Estaba viendo el partido de fútbol entre el Atlético Nacional y el Cerro Porteño por la Copa Libertadores de América y estoy totalmente aterrado del espectáculo que presencié.

Primero el equipo paragüayo salió como una tromba, lo cual es lógico en su condición de local y el Nacional a defenderse y lo hizo bien hasta que se le ocurrió cambiar un poco la estrategia, cuando empieza a llegarle al Cerro y empieza la mano caritativa del árbitro Gimenez que como está de moda eso de escoger un equipo de los que estan jugando para colaborarle, un penalty no visto amarillas por doquier y esas cositas.

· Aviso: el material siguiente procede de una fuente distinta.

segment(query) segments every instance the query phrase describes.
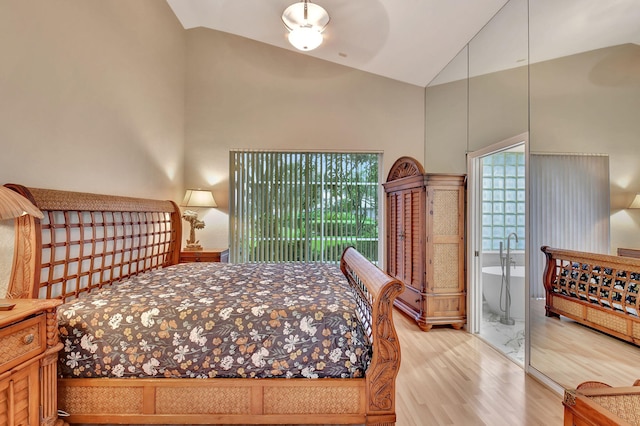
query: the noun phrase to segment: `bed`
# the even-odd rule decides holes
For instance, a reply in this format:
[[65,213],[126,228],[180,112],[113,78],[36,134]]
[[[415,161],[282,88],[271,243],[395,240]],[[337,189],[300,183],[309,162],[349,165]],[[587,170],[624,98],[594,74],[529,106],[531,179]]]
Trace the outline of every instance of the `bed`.
[[640,259],[543,246],[545,314],[640,344]]
[[[42,220],[16,220],[9,293],[65,301],[58,311],[65,347],[57,392],[58,408],[70,414],[70,423],[395,423],[400,347],[392,306],[402,283],[354,248],[344,251],[339,269],[313,269],[316,275],[304,282],[296,282],[302,274],[295,269],[299,265],[246,265],[252,268],[247,272],[233,264],[178,264],[180,211],[171,201],[6,186],[44,213]],[[185,268],[192,268],[188,278]],[[280,280],[274,278],[277,273],[284,274],[286,283],[270,291]],[[243,280],[239,284],[237,274]],[[231,289],[223,290],[214,276],[223,277]],[[332,296],[323,288],[334,279],[347,287]],[[155,289],[155,296],[141,287]],[[294,295],[295,287],[302,292]],[[180,288],[191,299],[177,295]],[[224,305],[228,301],[218,299],[219,293],[231,293],[239,305]],[[129,311],[117,311],[121,308],[109,299],[114,294]],[[323,300],[305,299],[313,294]],[[249,305],[249,299],[258,304]],[[203,305],[192,306],[198,301]],[[102,310],[80,313],[86,305]],[[325,310],[318,311],[319,306]],[[342,312],[346,324],[330,317],[334,310]],[[232,323],[222,324],[223,317]],[[259,329],[258,322],[266,329]],[[134,323],[142,326],[136,329]],[[97,329],[80,334],[92,324]],[[283,324],[284,334],[274,337],[276,325]],[[158,328],[151,335],[139,332],[152,325]],[[238,327],[263,338],[243,336]],[[133,340],[116,343],[111,331],[127,328],[125,338]],[[162,353],[153,339],[166,334],[174,346]],[[108,349],[98,347],[98,340],[107,342]],[[300,340],[316,346],[304,352]],[[72,346],[74,341],[78,346]],[[268,342],[267,349],[258,341]],[[232,356],[221,352],[225,345],[232,346]],[[196,352],[202,359],[196,359]],[[96,353],[101,354],[100,366],[84,364]],[[309,359],[311,364],[302,362]],[[330,360],[341,368],[328,367]]]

Pero es entonces cuando el Nacional inicia su festival de goles, uno tras otro con una defensa dormida y atenida al arbitro, que apenas se hizo sentir cuando ya fue demasiado tarde, iba ganando el Nacional 4-1 cuando se le ocurrió cambiar las amarillas por otro color y empezó a regalar tarjetas rojas, en concreto dos expulsiones para nacional por faltas que no ameritaban ni siquiera una amonestación, se veía claramante que la intención no era ir a hacer la falta sino que era resultado de contactos normales de juego, pero este descarado expulsó a los dos jugadores. Con dos jugadores de más en el campo y faltando todavía unos 20 minutos y pico de partido el local pensó que era su oportunidad de desquitarse y… oh sorpresa el Nacional arma un contrataque y le empaca el quinto para acabar con la función.

Vinieron algunas faltas con mala intención de los locales pero el juez debido a su parcialidad optó por hacerse el ciego, luego una expulsión de ellos todavía no se por qué y en final del partido.

Como colombiano me alegró que ganara el Nacional pero me queda una preocupación muy grande, el arbitraje fue excesivamente parcializado y no se me pasa por la cabeza como es posible que en un compromiso internacional que es visto por millones de personas tengan la desfachatez de (tratar de) regalar un partido de esa forma. Preocupante es que no se vea que los organismos dirigentes del fútbol no tomen cartas en el asunto porque esto no es sólo a nivel local ni suramericano, es a nivel mundial. Un espectáculo tan sencillo y con tantos seguidores a nivel mundial va a terminar convertido en una farsa gracias a las mafias arbitrales que se encargan de vender los compromisos al mejor postor.